I have a H2H league with my old college teammates that’s a little bit…funky. It’s a 6×6 league that includes K/BB with the usual five pitcher categories. We also roster about 1.5 times more pitchers than position players. In most leagues, it’s typical for owners to spend about 70 percent of their budget on position players. But for my league, the optimal split favors pitchers.

I ran my own models, used the tools available at Last Player Picked (currently defunct) and Baseball Prospectus and kept coming away with the same result – Cliff Lee was the most valuable player in the league with a suggested auction price in the upper $50’s. While I had my doubts about the valuation, I happily selected him for $34. According to Zach Sanders, he returned over $25 inĀ normal leagues last season and I have every confidence that he blew away the $34 I paid for him in my league.
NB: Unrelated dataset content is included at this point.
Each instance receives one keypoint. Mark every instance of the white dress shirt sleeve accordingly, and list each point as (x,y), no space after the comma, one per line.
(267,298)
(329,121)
The reason he was so valuable in that particular league – besides the usual value split being very abnormal – was his predictably elite K/BB ratio. For those in more typical leagues, Lee strikes out about a batter per inning (8.97 K/9) and barely ever walks anyone (1.29 BB/9). That means a low ERA with a robust WHIP. Last season he posted a 2.87 ERA and 1.01 WHIP. The only category that is up in the air is wins, but he managed 14 last season after winning only six in 2012.

A one mph decline in his sinker velocity (his primary fastball), may be cause for mild concern. Lee is entering his age 35 season and velocity decline is not uncommon for pitchers of that age. It could signal injury or a related drop in performance, but the link between velocity and performance is not as strong with starters as it is with relievers.

Lee velos

Lee is somewhat risky from a health perspective. He’s had issues with back and oblique injuries over the years. Core injuries can cascade into arm injuries, especially given his overall workload. He’s thrown over 210 regular season innings in each of the past six seasons, including four seasons over 220 and two over 230. He actually threw over 270 innings in 2009 including the playoffs, but that might be reaching too far back for a health risk. Between the oblique injuries and age, Jeff Zimmerman projects a 44 percent chance of Lee landing on the disabled list.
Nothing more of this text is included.